Caffeine Is the Industry Go-To For Undereye Puffiness — Here’s Why It Shouldn’t Be

If you’ve been searching for a solution to eye bags, you’ve definitely seen eye creams and treatments formulated with caffeine. The marketing will say that it helps “wake up tired eyes,” just like coffee wakes you up in the morning. But the truth is that caffeine is not a truly effective solution to undereye bags, and can actually become less helpful over time. Here, I’m breaking down what you need to know about the bags themselves and why caffeine is only a temporary fix, plus sharing three easy DIYs to deflate puffy undereyes.

The Two Types of Undereye Bags

Before understanding how caffeine eye creams work, it’s important to know how eye bags form. There are two conditions that create them, with the first being aging. The skin around the eye is incredibly delicate, as are the structures under the eye. One such structure is the orbital septum, which acts like scaffolding for the contents of the eye’s orbit, including fat pads under the eye. Over time, the septum gets weaker and the fat pushes forward, creating stubborn bags. No amount of eye cream can improve this condition — these undereye bags can only be treated with a plastic surgery procedure known as blepharoplasty.

However, undereye bags can also be formed by the dilation of blood vessels under the eyes, which can be triggered by allergies, high salt intake, and other factors. When those vessels dilate, they start to leak, which causes inflammation and swelling. While this form of undereye bag can be addressed by topical treatments, including caffeine, caffeine is not an ideal long-term solution.

How Caffeine Eye Creams Work

Caffeine is what is known as a vasoconstrictor — it works by tightening the muscles in the walls of blood vessels. When topically applied to undereye bags, caffeine helps to limit the blood flow and reduce leaking, helping create a temporary “deflated” effect. (This effect can be enhanced by using a product with a cooling rollerball applicator, which helps drain undereye fluid.) However, that reduction in puffiness is very short-lived, and considering that chronic caffeine use is dangerous, it’s not worth the risk.

Vasoconstrictors like caffeine can cause tachyphylaxis, which means that the body needs more and more of the ingredient to achieve the desired result. This typically results in long-term damage to the blood vessel walls. By weakening them over time with caffeine use, they could be more prone to leaking — meaning your undereye bag remedy could be ultimately contributing to your puffiness. 

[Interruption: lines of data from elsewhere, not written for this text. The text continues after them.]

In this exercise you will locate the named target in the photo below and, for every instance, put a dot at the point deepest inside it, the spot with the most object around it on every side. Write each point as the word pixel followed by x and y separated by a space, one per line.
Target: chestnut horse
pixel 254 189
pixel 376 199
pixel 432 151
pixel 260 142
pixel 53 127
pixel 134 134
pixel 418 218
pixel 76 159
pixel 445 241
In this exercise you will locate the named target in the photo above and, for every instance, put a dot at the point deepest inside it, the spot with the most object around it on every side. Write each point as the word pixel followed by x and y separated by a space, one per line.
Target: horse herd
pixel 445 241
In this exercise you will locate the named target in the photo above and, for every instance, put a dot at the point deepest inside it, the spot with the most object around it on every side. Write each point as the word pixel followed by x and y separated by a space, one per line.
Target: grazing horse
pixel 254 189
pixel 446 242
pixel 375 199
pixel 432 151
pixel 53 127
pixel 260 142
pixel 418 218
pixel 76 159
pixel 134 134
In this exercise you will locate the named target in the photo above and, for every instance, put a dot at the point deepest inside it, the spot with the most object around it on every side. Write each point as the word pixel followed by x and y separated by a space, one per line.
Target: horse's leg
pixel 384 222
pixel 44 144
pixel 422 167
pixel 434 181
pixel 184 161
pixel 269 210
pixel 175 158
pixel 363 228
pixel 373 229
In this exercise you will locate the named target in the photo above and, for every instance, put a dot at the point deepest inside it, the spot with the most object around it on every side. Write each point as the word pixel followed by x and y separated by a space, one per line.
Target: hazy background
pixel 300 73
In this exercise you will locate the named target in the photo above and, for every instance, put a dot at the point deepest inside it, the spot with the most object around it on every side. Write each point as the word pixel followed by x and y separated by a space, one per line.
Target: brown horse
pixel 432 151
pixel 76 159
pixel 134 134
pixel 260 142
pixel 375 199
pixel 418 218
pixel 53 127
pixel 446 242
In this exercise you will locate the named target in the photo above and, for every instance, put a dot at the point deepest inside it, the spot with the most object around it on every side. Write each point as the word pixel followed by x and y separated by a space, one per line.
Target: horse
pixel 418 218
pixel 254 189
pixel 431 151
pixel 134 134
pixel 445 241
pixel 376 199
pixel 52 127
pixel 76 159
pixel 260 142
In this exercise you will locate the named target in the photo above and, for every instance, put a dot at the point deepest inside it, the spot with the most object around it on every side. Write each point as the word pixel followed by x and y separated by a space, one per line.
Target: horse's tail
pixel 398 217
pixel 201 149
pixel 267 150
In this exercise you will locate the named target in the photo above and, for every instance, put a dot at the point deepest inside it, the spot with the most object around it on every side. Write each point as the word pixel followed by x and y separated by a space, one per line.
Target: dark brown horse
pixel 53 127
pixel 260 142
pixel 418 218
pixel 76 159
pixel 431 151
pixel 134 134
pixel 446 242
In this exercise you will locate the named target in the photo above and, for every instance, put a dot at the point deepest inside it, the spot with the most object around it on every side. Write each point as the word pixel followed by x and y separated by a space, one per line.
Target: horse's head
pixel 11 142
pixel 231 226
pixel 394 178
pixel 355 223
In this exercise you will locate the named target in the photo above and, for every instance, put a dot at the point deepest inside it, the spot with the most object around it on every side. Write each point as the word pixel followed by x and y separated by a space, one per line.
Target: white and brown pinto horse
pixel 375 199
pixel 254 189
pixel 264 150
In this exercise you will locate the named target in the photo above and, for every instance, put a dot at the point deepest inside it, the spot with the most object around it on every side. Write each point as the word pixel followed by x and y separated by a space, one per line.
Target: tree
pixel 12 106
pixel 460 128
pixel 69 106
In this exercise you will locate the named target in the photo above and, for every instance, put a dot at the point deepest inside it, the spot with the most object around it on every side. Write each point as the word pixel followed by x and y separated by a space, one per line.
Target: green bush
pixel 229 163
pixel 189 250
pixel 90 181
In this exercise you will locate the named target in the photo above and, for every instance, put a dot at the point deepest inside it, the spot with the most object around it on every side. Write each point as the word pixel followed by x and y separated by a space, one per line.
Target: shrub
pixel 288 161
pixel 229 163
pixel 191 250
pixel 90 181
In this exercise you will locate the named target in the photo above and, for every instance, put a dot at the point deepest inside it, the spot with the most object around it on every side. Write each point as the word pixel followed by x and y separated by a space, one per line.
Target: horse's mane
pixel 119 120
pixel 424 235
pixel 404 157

DIY Treatments For Undereye Bags

The truth is that the most effective treatments for improving undereye bags are usually the most natural choices. For example, blood vessels naturally constrict when they’re cold, which means that treating puffy eyes with cold compresses can make a significant difference. Try wrapping some ice cubes in a hand towel, then placing that towel in a resealable plastic bag before placing it over your eyes. The towel and bag act as a buffer between the ice and the delicate skin of your eye, letting the cool temperature soothe your eyes without irritation.

Another natural way to reduce puffiness is by examining and making changes to your diet. Because sodium intake is a leading source of undereye puffiness (salt causes water retention), cutting back on salty foods can go a long way towards improving the appearance of bags — though it’s easier said than done! If you can’t give up your favorite salty snacks, be sure to significantly increase your water intake to help flush the sodium out of your system. 

If you seem to always have puffy undereyes when you wake up in the morning, but they’re gone by the afternoon, that could be due to water retention. While cutting down your sodium intake should help, you can also try sleeping with an extra pillow. This will help prevent that buildup and facilitate drainage for more rested-looking eyes in the AM — no coffee or caffeine necessary.